While the need for a strong and diverse rural EMS workforce with capacity to address behavioral health crisis care is high, training to build and maintain such a workforce is hard to access (PDF | 1.1 MB) in rural areas. To help meet this need, the EMS Training grant program provides support for rural EMS agencies operated by local or tribal government and rural non-profit EMS agencies. The purpose of this program is to recruit and train EMS personnel in rural areas, with a particular focus on addressing substance use disorders (SUD) and co-occurring substance use and mental disorders (COD). Recipients use the grant funds to strengthen rural EMS workforce through the maintenance of needed licensing and certifications while providing training on SUD, COD, and the principles of trauma-informed, recovery-based care for behavioral health emergencies. Despite real infrastructure challenges, Rural EMS Training grantees have reported notable accomplishments, such as having bolstered a greatly needed EMS workforce amidst a global pandemic and building training capacity that can sustain this workforce for the long-term. Grantees have repeatedly emphasized the role of the Rural EMS Training grant in allowing agencies to continue carrying out vital EMS functions, not only in the peak of the COVID-19 pandemic, but for years to come.

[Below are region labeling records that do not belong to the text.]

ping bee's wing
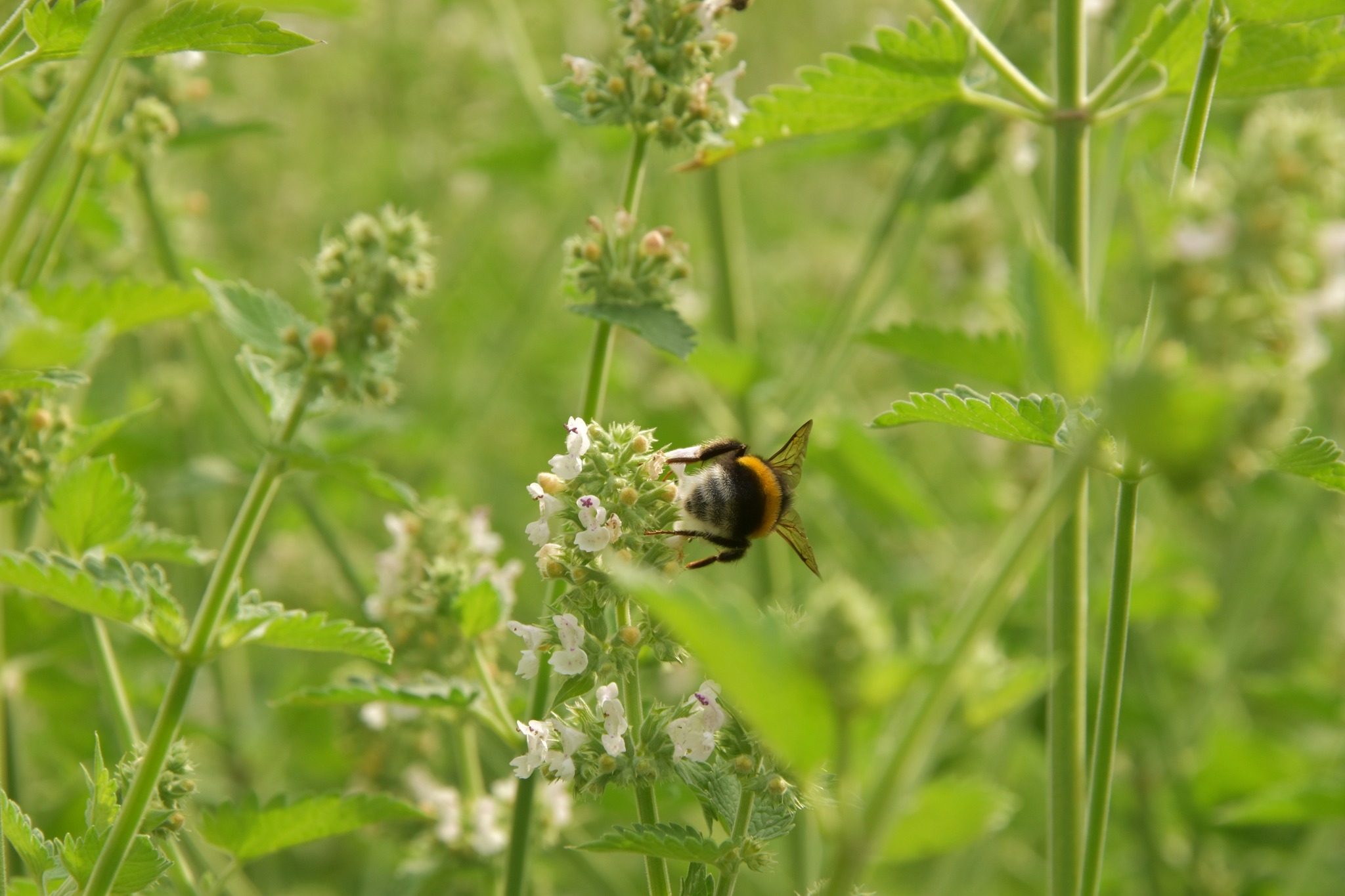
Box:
[766,421,816,492]
[775,507,822,579]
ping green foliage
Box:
[698,19,967,163]
[278,673,477,710]
[200,794,424,863]
[574,822,732,865]
[23,0,316,59]
[45,457,145,556]
[882,777,1018,861]
[873,385,1068,447]
[864,322,1026,388]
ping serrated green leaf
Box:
[862,322,1025,388]
[24,0,316,60]
[567,302,695,362]
[0,551,148,622]
[453,579,504,638]
[28,280,209,333]
[1010,246,1107,398]
[277,672,477,710]
[882,777,1018,861]
[196,271,315,356]
[0,790,56,878]
[199,794,424,863]
[574,822,733,865]
[269,443,420,509]
[1269,426,1345,492]
[628,578,835,773]
[41,457,145,555]
[873,385,1068,447]
[58,828,172,893]
[0,367,89,389]
[697,19,967,164]
[108,523,215,566]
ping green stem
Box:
[83,380,312,896]
[1046,0,1092,896]
[504,662,552,896]
[1078,473,1139,896]
[824,446,1092,896]
[16,62,121,289]
[0,0,146,271]
[932,0,1055,113]
[1173,0,1232,188]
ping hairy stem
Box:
[1173,0,1232,188]
[0,0,146,271]
[823,456,1092,896]
[504,662,552,896]
[83,381,312,896]
[1078,473,1139,896]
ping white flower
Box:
[550,454,584,480]
[550,612,588,675]
[597,681,629,756]
[508,719,552,778]
[714,62,748,127]
[506,619,546,680]
[561,54,597,87]
[565,416,593,457]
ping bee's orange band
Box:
[738,454,780,539]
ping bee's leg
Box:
[686,548,748,570]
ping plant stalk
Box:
[83,381,312,896]
[1173,0,1232,188]
[0,0,146,271]
[504,662,552,896]
[1078,473,1139,896]
[823,444,1092,896]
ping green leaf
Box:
[199,794,424,863]
[873,385,1068,447]
[1010,246,1107,398]
[58,828,172,893]
[196,271,315,356]
[862,324,1025,388]
[1269,426,1345,492]
[697,19,967,164]
[0,367,89,389]
[453,579,504,638]
[217,591,393,662]
[882,777,1018,861]
[0,790,56,877]
[108,523,215,566]
[0,549,150,622]
[268,443,420,509]
[23,0,316,60]
[277,672,477,710]
[629,576,835,773]
[569,302,695,362]
[43,457,145,555]
[574,822,733,865]
[1228,0,1345,24]
[28,280,209,333]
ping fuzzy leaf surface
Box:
[199,794,424,863]
[697,19,967,164]
[23,0,316,60]
[873,385,1068,447]
[864,322,1025,388]
[28,280,209,333]
[278,673,476,710]
[43,457,145,556]
[574,822,733,865]
[569,302,695,362]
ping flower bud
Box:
[308,326,336,358]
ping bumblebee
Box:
[646,421,822,578]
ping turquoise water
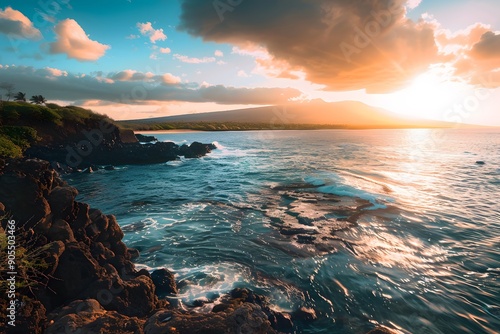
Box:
[68,129,500,333]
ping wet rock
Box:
[135,133,158,143]
[45,299,144,334]
[127,248,141,260]
[179,142,217,159]
[151,268,179,297]
[297,234,316,245]
[292,306,318,321]
[280,227,318,235]
[47,219,75,242]
[8,299,47,334]
[49,242,103,305]
[49,187,78,219]
[44,241,66,276]
[367,327,396,334]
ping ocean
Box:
[66,129,500,334]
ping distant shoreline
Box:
[134,129,206,135]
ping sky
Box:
[0,0,500,125]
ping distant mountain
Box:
[120,100,460,128]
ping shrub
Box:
[0,126,40,150]
[0,134,23,158]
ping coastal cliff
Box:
[0,101,216,172]
[0,159,296,333]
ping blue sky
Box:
[0,0,500,125]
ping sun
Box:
[382,72,463,120]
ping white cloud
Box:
[137,22,167,43]
[238,70,248,78]
[0,66,301,105]
[49,19,110,61]
[162,73,181,85]
[406,0,422,9]
[174,53,215,64]
[45,67,68,77]
[0,7,42,40]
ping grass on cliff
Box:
[0,217,50,293]
[0,101,112,158]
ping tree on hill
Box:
[30,95,47,104]
[0,82,14,101]
[14,92,26,102]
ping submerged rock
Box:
[135,133,158,143]
[151,268,179,297]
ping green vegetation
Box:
[0,126,40,158]
[0,100,110,158]
[0,101,62,124]
[0,217,52,291]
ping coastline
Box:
[134,129,205,135]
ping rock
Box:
[44,241,66,276]
[135,133,158,143]
[8,299,47,334]
[45,299,144,334]
[151,268,179,297]
[49,242,103,305]
[179,142,217,159]
[144,303,277,334]
[280,228,318,235]
[127,248,141,260]
[367,327,396,334]
[292,306,318,321]
[47,219,75,242]
[297,234,316,244]
[49,187,78,219]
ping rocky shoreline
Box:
[0,155,398,334]
[0,159,306,333]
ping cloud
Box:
[179,0,438,93]
[0,7,42,40]
[49,19,110,61]
[471,31,500,59]
[238,70,248,78]
[406,0,422,9]
[0,65,301,105]
[436,23,500,88]
[174,53,216,64]
[137,22,167,43]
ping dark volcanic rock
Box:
[135,133,158,143]
[45,299,144,334]
[151,269,179,296]
[179,142,217,158]
[292,306,318,321]
[49,187,78,219]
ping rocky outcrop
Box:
[0,160,161,333]
[135,133,158,143]
[26,142,216,171]
[0,159,398,334]
[0,159,292,333]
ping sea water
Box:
[67,129,500,333]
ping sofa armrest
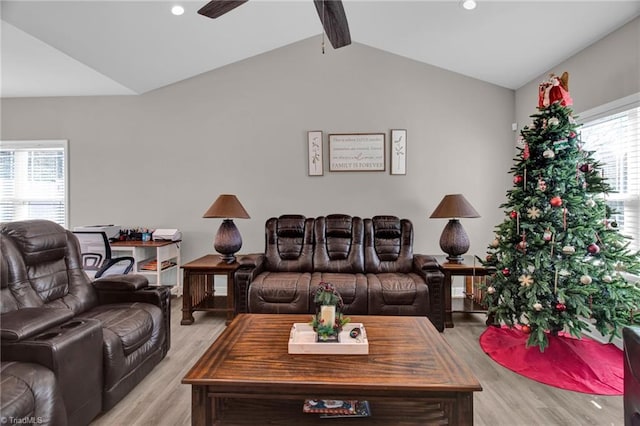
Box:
[0,308,74,342]
[98,286,171,355]
[0,317,104,425]
[233,253,265,315]
[93,274,149,291]
[413,254,445,332]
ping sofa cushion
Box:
[313,214,364,273]
[249,272,311,313]
[309,272,368,315]
[367,272,429,315]
[82,304,153,355]
[265,215,313,272]
[364,216,413,273]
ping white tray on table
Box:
[289,322,369,355]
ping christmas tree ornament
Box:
[542,148,556,160]
[580,275,593,285]
[538,179,547,192]
[580,163,592,173]
[518,274,533,287]
[527,206,541,219]
[549,195,562,207]
[587,243,600,254]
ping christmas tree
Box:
[484,73,640,351]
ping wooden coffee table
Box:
[182,314,482,425]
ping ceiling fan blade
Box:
[198,0,248,19]
[313,0,351,49]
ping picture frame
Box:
[389,129,407,175]
[329,133,386,172]
[307,130,324,176]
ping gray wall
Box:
[1,37,515,261]
[516,18,640,129]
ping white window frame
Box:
[0,139,69,228]
[577,92,640,253]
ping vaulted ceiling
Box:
[0,0,640,97]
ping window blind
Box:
[581,102,640,250]
[0,141,68,227]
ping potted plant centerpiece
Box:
[311,282,350,342]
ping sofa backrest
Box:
[265,215,313,272]
[0,220,97,313]
[364,216,413,274]
[313,214,364,273]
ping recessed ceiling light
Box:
[462,0,477,10]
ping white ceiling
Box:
[0,0,640,97]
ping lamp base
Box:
[213,219,242,263]
[440,219,469,263]
[447,255,464,263]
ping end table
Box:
[180,254,240,325]
[435,255,491,328]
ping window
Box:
[0,141,68,227]
[580,94,640,250]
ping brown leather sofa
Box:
[622,327,640,426]
[0,362,67,425]
[0,220,170,425]
[235,214,444,331]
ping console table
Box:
[436,255,491,328]
[109,240,182,295]
[180,254,240,325]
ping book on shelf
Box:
[302,399,371,418]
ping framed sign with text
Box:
[329,133,386,172]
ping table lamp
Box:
[202,194,249,263]
[430,194,480,263]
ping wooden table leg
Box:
[443,271,453,328]
[180,271,195,325]
[449,392,473,426]
[191,385,213,426]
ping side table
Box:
[436,255,491,328]
[180,254,240,325]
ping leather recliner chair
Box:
[0,362,67,425]
[622,327,640,426]
[0,220,170,425]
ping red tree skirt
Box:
[480,326,624,395]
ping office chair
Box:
[73,231,134,278]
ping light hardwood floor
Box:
[91,297,624,426]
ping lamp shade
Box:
[430,194,480,219]
[202,194,249,219]
[431,194,480,263]
[202,194,249,263]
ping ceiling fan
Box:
[198,0,351,49]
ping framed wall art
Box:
[307,130,324,176]
[389,129,407,175]
[329,133,386,172]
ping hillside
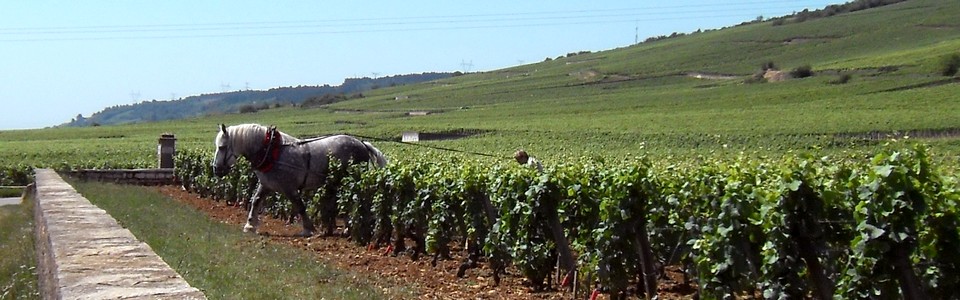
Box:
[64,73,452,126]
[0,0,960,164]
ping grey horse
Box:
[213,124,387,236]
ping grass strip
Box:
[0,200,40,300]
[71,181,406,299]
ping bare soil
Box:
[158,186,696,299]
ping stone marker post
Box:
[157,133,177,169]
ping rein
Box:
[349,134,513,159]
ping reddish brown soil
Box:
[159,186,695,299]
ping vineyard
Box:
[176,146,960,299]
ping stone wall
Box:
[66,169,176,185]
[27,169,206,299]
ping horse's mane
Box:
[227,123,299,153]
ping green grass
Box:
[71,182,411,299]
[0,0,960,167]
[0,188,23,198]
[0,200,40,300]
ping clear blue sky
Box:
[0,0,844,129]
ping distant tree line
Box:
[771,0,908,26]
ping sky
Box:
[0,0,845,130]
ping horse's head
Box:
[213,124,237,177]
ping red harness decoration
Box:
[255,126,283,173]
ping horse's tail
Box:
[363,141,387,168]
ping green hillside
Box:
[0,0,960,169]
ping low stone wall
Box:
[26,169,206,299]
[66,169,176,185]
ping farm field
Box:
[0,0,960,298]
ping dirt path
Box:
[0,198,21,206]
[158,186,693,299]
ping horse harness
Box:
[253,126,283,173]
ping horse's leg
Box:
[283,191,317,237]
[243,183,267,233]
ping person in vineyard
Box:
[513,149,543,173]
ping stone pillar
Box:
[157,133,177,169]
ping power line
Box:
[0,1,832,42]
[0,0,824,34]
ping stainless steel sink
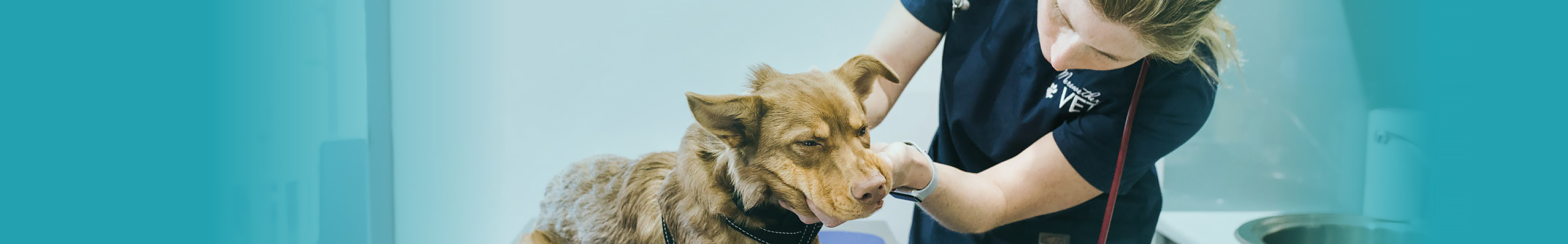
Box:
[1236,214,1415,244]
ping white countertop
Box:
[1154,211,1281,244]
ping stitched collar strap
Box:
[718,216,822,244]
[659,216,822,244]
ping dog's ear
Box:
[687,93,762,148]
[833,54,898,101]
[748,63,784,93]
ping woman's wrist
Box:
[902,146,935,189]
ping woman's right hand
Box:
[872,143,931,190]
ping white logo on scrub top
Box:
[1046,72,1099,113]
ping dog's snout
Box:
[855,173,887,205]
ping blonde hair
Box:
[1090,0,1245,82]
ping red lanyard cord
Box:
[1099,58,1149,244]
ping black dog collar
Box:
[659,216,822,244]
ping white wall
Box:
[392,0,939,244]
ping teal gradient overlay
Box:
[1411,0,1568,244]
[0,0,223,244]
[0,0,369,244]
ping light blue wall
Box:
[1165,0,1367,212]
[213,0,369,244]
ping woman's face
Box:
[1038,0,1153,71]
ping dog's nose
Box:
[853,173,887,205]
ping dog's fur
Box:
[521,55,898,244]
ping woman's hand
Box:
[872,143,931,190]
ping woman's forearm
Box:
[902,134,1102,233]
[864,3,942,128]
[920,164,1007,233]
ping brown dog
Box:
[522,55,898,244]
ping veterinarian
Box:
[866,0,1240,244]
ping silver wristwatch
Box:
[889,140,936,203]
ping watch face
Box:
[887,192,920,203]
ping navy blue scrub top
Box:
[903,0,1215,244]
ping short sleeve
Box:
[1052,67,1215,194]
[902,0,953,33]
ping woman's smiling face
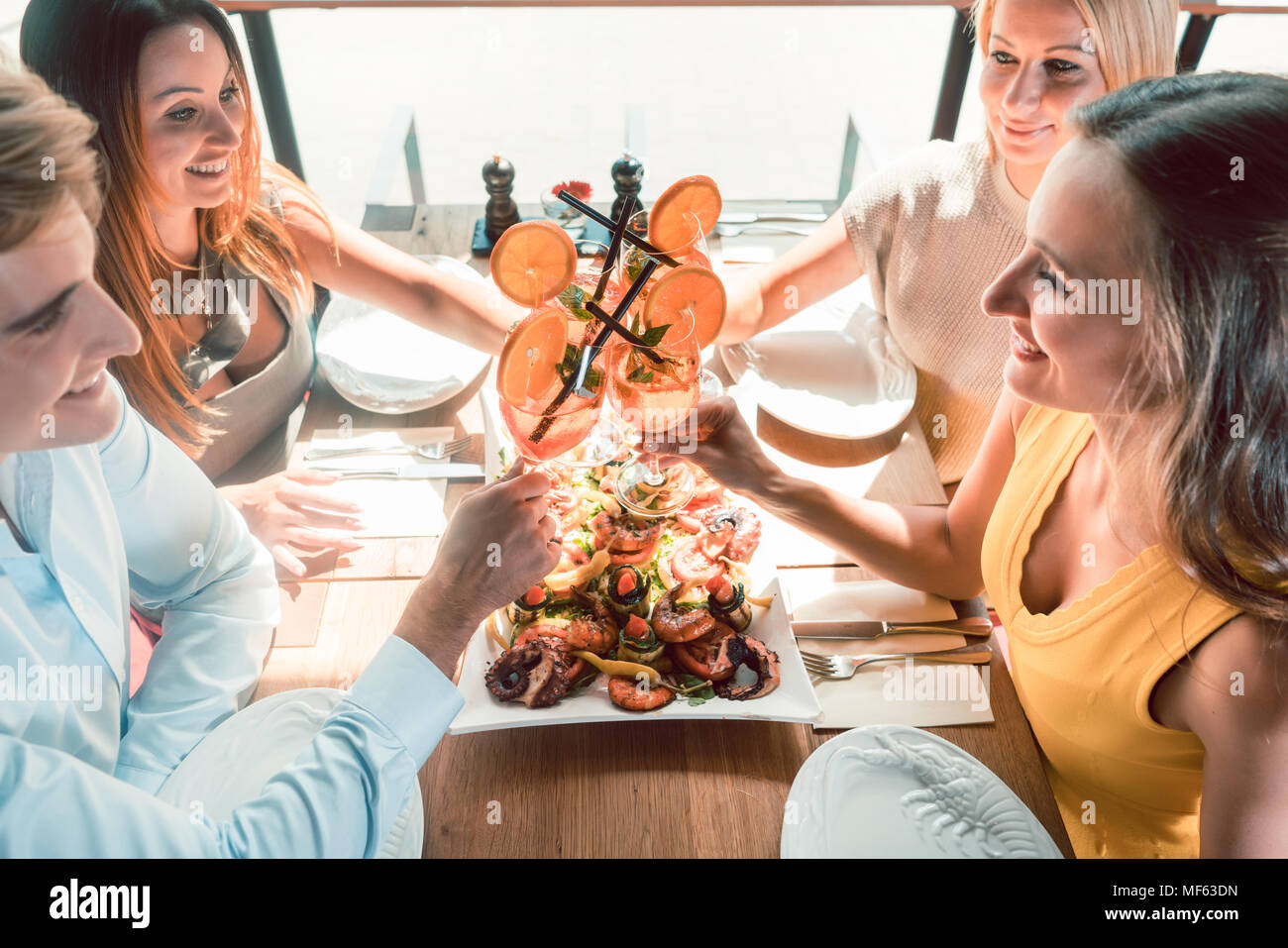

Serving Rural Americans Through 988
In 2020, Congress designated 988 to be operated through the existing National Suicide Prevention Lifeline. Given the capacity of 988 to provide crisis counseling services to anyone in any locality, it holds great potential to improve behavioral health crisis capacity in rural areas. 988 is one piece of a multi-faceted behavioral health crisis care continuum. Officials must continue building local crisis care infrastructure to ensure that rural callers can be referred to appropriate resources and facilities as needed, while partnering with behavioral health providers and emergency response. By leaning on rural America’s strong tradition of community-building and collaboration, 988 can integrate into a robust crisis care continuum to better serve these areas.
Rural areas are rich in community, culture, and resources. They are crucial sources of water, food, energy, and recreation for the nation, constituting 97 percent of America’s land mass and accounting for a large portion of the country’s vital natural resources. Observing Rural Health Day is an opportunity to bring attention to and honor rural healthcare providers, communities, organizations, and all stakeholders dedicated to securing good health in rural America.